Introducing the Holocron Project
Holocron is a forward-thinking project that brings advanced deep learning techniques into the realm of computer vision. Designed with ease of integration in mind, it seamlessly connects with popular frameworks like PyTorch, providing a comprehensive suite of tools for developers.
What is Holocron?
In a nod to the fascinating Star Wars universe, a "Holocron" is a data storage device used by the Jedi and Sith. True to its namesake, the Holocron project acts as a repository of valuable information and tools in the field of computer vision, making it a vital resource for those looking to implement cutting-edge solutions in image recognition, object detection, and semantic segmentation.
Quick Tour
Holocron aims to deliver not just quality implementations but also the flexibility developers need while ensuring compatibility with the PyTorch ecosystem. To get a taste of what Holocron offers, here’s an example of using one of its models, repvgg_a0, for image classification:
from PIL import Image
from torchvision.transforms import Compose, ConvertImageDtype, Normalize, PILToTensor, Resize
from holocron.models.classification import repvgg_a0
# Load your model
model = repvgg_a0(pretrained=True).eval()
# Read your image
img = Image.open(path_to_an_image).convert("RGB")
# Preprocessing
config = model.default_cfg
transform = Compose([
Resize(config['input_shape'][1:], interpolation=InterpolationMode.BILINEAR),
PILToTensor(),
ConvertImageDtype(torch.float32),
Normalize(config['mean'], config['std'])
])
input_tensor = transform(img).unsqueeze(0)
# Inference
with torch.inference_mode():
output = model(input_tensor)
print(config['classes'][output.squeeze(0).argmax().item()], output.squeeze(0).softmax(dim=0).max())
Installation
To bring Holocron into your development environment, you'll need Python 3.8 or above along with pip or conda. You can easily install it with pip using the command:
pip install pylocron
Alternatively, conda users can type:
conda install -c frgfm pylocron
For developers interested in the latest features, Holocron can also be installed directly from its source on GitHub.
Key Features and Models
Holocron is equipped with a variety of advanced layers, loss functions, convolutional techniques, and more, supporting a broad range of computer vision tasks.
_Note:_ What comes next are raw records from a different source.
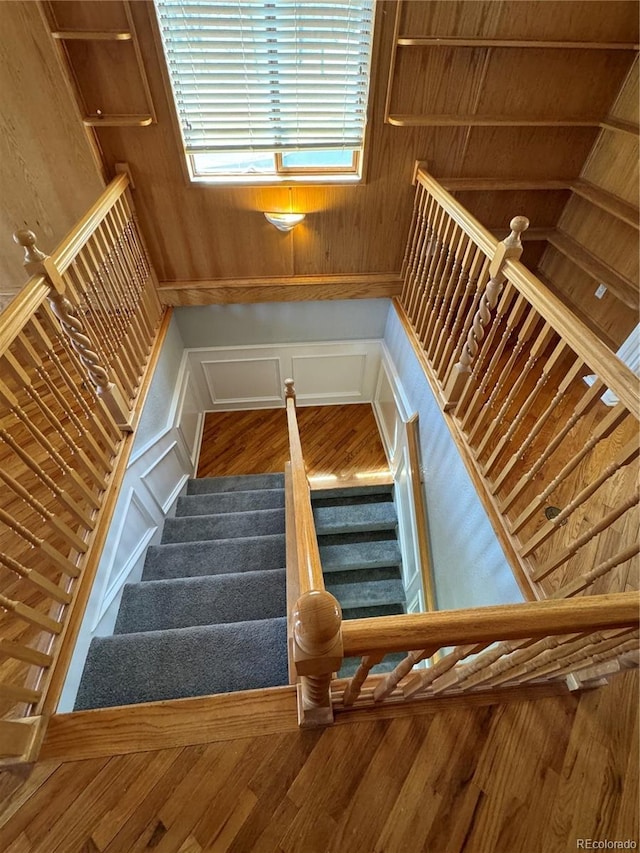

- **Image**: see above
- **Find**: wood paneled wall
[33,0,637,304]
[0,2,104,310]
[5,0,638,326]
[540,58,640,349]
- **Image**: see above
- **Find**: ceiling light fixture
[264,213,304,231]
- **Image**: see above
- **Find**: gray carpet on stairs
[75,474,288,710]
[142,533,286,581]
[114,569,287,634]
[75,616,288,710]
[75,474,405,710]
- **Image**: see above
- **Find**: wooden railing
[396,170,640,598]
[287,170,640,724]
[332,593,640,712]
[0,175,162,760]
[285,379,342,728]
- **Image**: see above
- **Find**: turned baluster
[444,216,529,408]
[0,508,80,578]
[477,324,567,477]
[432,241,486,375]
[500,380,605,512]
[520,439,640,557]
[402,643,489,699]
[342,652,384,708]
[511,406,638,533]
[491,359,585,494]
[548,544,640,598]
[400,184,429,290]
[14,230,131,430]
[0,427,94,530]
[416,214,457,340]
[423,224,468,352]
[0,468,88,553]
[455,290,527,432]
[0,381,100,509]
[414,207,451,337]
[3,348,105,489]
[12,324,110,470]
[293,589,343,728]
[373,646,440,702]
[468,308,539,444]
[407,196,439,327]
[437,251,491,385]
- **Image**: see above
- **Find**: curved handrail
[416,169,640,420]
[286,385,324,594]
[0,275,50,356]
[342,592,640,657]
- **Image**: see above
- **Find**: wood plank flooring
[198,403,389,482]
[0,672,640,853]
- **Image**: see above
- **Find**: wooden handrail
[285,380,324,594]
[342,592,640,657]
[0,275,49,357]
[416,168,640,420]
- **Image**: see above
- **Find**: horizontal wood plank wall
[27,0,638,312]
[158,273,402,305]
[0,3,105,310]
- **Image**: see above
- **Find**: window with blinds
[155,0,374,182]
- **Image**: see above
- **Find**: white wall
[175,299,389,348]
[58,319,203,713]
[376,307,522,610]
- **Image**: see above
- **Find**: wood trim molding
[158,272,402,305]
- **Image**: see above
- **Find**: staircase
[75,474,405,710]
[75,474,288,710]
[311,485,406,678]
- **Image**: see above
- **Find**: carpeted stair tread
[187,474,284,495]
[114,569,287,634]
[176,489,284,516]
[162,508,284,544]
[311,483,393,503]
[75,617,288,710]
[313,501,398,535]
[342,601,406,620]
[311,492,393,507]
[325,578,405,610]
[318,537,401,572]
[338,652,406,678]
[142,533,286,581]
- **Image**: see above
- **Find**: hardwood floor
[0,672,639,853]
[198,403,389,480]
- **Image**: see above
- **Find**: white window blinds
[155,0,373,154]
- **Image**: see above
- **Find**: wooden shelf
[82,115,153,127]
[549,230,638,311]
[51,30,133,41]
[387,114,601,127]
[397,36,640,50]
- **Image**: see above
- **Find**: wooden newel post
[443,216,529,410]
[13,230,131,432]
[293,589,343,728]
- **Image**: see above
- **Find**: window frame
[148,0,384,189]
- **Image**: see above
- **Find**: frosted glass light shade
[264,213,304,231]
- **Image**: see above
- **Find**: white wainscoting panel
[201,357,284,408]
[291,353,367,401]
[188,340,381,411]
[140,438,191,515]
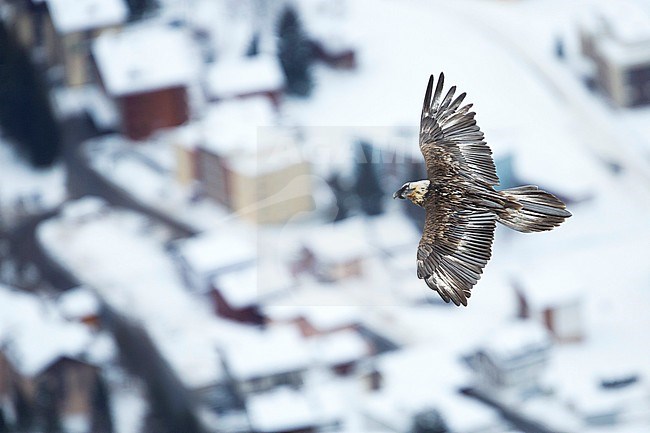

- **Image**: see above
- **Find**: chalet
[310,329,370,376]
[0,287,113,432]
[93,23,198,140]
[262,283,361,337]
[514,273,585,343]
[211,264,294,325]
[362,343,503,433]
[224,325,311,395]
[246,388,342,433]
[45,0,128,87]
[3,0,49,52]
[205,54,285,107]
[170,227,257,294]
[465,321,551,401]
[302,218,370,282]
[579,1,650,107]
[196,97,313,224]
[299,0,357,69]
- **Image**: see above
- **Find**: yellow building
[194,97,313,224]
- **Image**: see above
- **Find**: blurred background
[0,0,650,433]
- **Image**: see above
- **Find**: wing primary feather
[422,75,433,118]
[431,72,445,111]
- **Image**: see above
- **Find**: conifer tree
[0,20,61,167]
[278,7,313,96]
[354,142,384,216]
[126,0,158,21]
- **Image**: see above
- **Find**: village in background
[0,0,650,433]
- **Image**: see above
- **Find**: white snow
[57,286,99,319]
[93,23,198,96]
[246,388,320,433]
[0,285,93,377]
[206,54,285,99]
[47,0,128,34]
[225,325,311,380]
[38,200,228,387]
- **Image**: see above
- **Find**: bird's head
[393,180,430,206]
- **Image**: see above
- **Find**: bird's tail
[497,185,571,233]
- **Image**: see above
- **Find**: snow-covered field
[0,0,650,433]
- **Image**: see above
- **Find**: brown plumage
[393,73,571,306]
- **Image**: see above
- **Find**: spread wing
[417,74,499,305]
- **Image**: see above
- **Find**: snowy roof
[175,227,257,274]
[367,213,421,253]
[299,0,355,54]
[203,96,275,155]
[93,24,198,96]
[58,286,99,318]
[0,285,93,376]
[312,329,369,365]
[225,325,311,380]
[213,264,293,308]
[246,388,319,433]
[303,218,370,263]
[263,283,362,332]
[596,0,650,44]
[482,320,551,362]
[206,55,284,99]
[596,38,650,67]
[47,0,128,34]
[38,202,228,387]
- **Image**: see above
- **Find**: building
[57,286,101,329]
[301,218,364,282]
[579,0,650,107]
[196,97,313,224]
[513,263,586,343]
[299,0,357,69]
[0,286,114,433]
[211,264,294,325]
[46,0,128,87]
[465,320,551,402]
[205,54,285,107]
[224,325,312,395]
[170,227,257,294]
[246,388,342,433]
[93,23,198,140]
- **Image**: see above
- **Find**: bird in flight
[393,73,571,306]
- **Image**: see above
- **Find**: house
[579,1,650,107]
[513,272,586,343]
[301,218,364,282]
[205,54,285,107]
[0,287,114,432]
[262,283,362,337]
[211,264,294,325]
[45,0,128,87]
[93,23,198,140]
[310,329,371,376]
[3,0,53,53]
[169,224,257,294]
[224,325,311,395]
[299,0,357,69]
[465,320,551,402]
[361,344,507,433]
[57,286,101,329]
[246,388,341,433]
[197,97,313,224]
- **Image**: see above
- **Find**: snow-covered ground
[0,136,66,231]
[0,0,650,433]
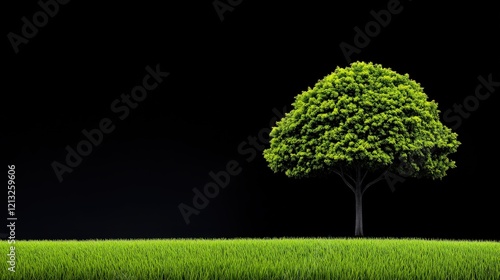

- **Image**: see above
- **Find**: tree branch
[361,171,387,194]
[333,170,355,193]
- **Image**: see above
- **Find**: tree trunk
[354,187,363,236]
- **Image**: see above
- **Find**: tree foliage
[263,62,460,182]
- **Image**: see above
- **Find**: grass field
[0,238,500,280]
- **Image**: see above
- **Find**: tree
[263,62,460,236]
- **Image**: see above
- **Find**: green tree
[263,62,460,236]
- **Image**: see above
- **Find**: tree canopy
[263,62,460,182]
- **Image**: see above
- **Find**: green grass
[0,238,500,280]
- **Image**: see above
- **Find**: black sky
[0,0,500,240]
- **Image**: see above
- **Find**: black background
[1,1,500,240]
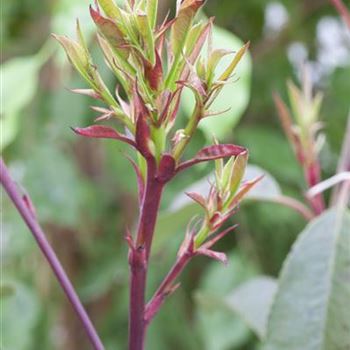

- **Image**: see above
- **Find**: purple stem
[129,159,164,350]
[0,159,104,350]
[146,252,194,324]
[304,160,325,215]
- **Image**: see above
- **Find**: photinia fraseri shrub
[200,63,350,350]
[1,0,260,350]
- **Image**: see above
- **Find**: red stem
[129,159,164,350]
[304,161,325,215]
[0,159,104,350]
[145,252,194,324]
[331,0,350,28]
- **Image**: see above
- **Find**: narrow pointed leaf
[219,43,249,81]
[52,34,93,84]
[178,144,246,171]
[147,0,158,29]
[98,0,121,20]
[90,6,128,58]
[72,125,136,147]
[263,208,350,350]
[171,0,204,56]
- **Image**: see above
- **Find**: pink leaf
[196,248,227,265]
[158,154,176,182]
[126,156,145,204]
[177,144,247,172]
[22,194,36,218]
[186,192,207,210]
[145,51,163,91]
[72,125,137,148]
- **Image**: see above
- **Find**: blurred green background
[1,0,350,350]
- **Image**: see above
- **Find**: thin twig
[0,159,104,350]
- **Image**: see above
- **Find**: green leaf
[98,0,121,19]
[0,56,41,150]
[0,283,15,302]
[171,0,204,57]
[147,0,158,29]
[225,276,277,339]
[195,252,256,350]
[182,26,252,141]
[264,209,350,350]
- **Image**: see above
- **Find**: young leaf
[90,6,129,59]
[177,144,246,171]
[98,0,121,20]
[52,34,93,85]
[170,0,204,56]
[219,42,249,81]
[72,125,136,148]
[147,0,158,29]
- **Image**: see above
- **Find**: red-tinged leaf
[132,81,149,120]
[171,0,204,56]
[22,194,36,218]
[186,192,207,211]
[196,248,227,265]
[70,89,101,100]
[229,175,264,210]
[177,144,247,172]
[145,52,163,91]
[209,212,225,232]
[180,17,214,81]
[72,125,137,148]
[202,225,238,249]
[90,6,129,58]
[157,154,176,182]
[135,115,153,159]
[115,87,131,115]
[218,42,250,81]
[52,34,92,84]
[126,156,145,204]
[273,93,304,163]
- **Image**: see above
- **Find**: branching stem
[0,159,104,350]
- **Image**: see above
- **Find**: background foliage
[1,0,350,350]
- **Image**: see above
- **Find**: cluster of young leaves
[54,0,258,266]
[55,0,247,175]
Key features include unique layers for activations, convolutions, regularizations, and attention mechanisms. The project also hosts models for image classification like Res2Net, Darknet, ResNet, and more. Object detection and segmentation models, such as YOLO and U-Net variants, are also part of its extensive catalog.
Latency Benchmark
To ensure state-of-the-art performance is matched with practical usability, Holocron provides benchmarks for latency across different devices. This helps developers assess whether their selected models meet the required performance characteristics.
Additional Resources
Holocron offers a range of supplementary resources including full documentation for further details. Additionally, there is a demo app available using Gradio, which showcases the capability of Holocron models in action. Developers can test the models live on Hugging Face Spaces and use reference scripts to train models on well-known datasets.
Contribution and Citation
Holocron welcomes contributions to continuously enhance its offerings. To cite Holocron in your work, a ready-to-use BibTeX reference is provided.
In conclusion, Holocron stands out as a versatile and robust toolkit for anyone looking to explore and implement sophisticated computer vision solutions. Whether you're a researcher or developer, Holocron is designed to support and elevate your projects.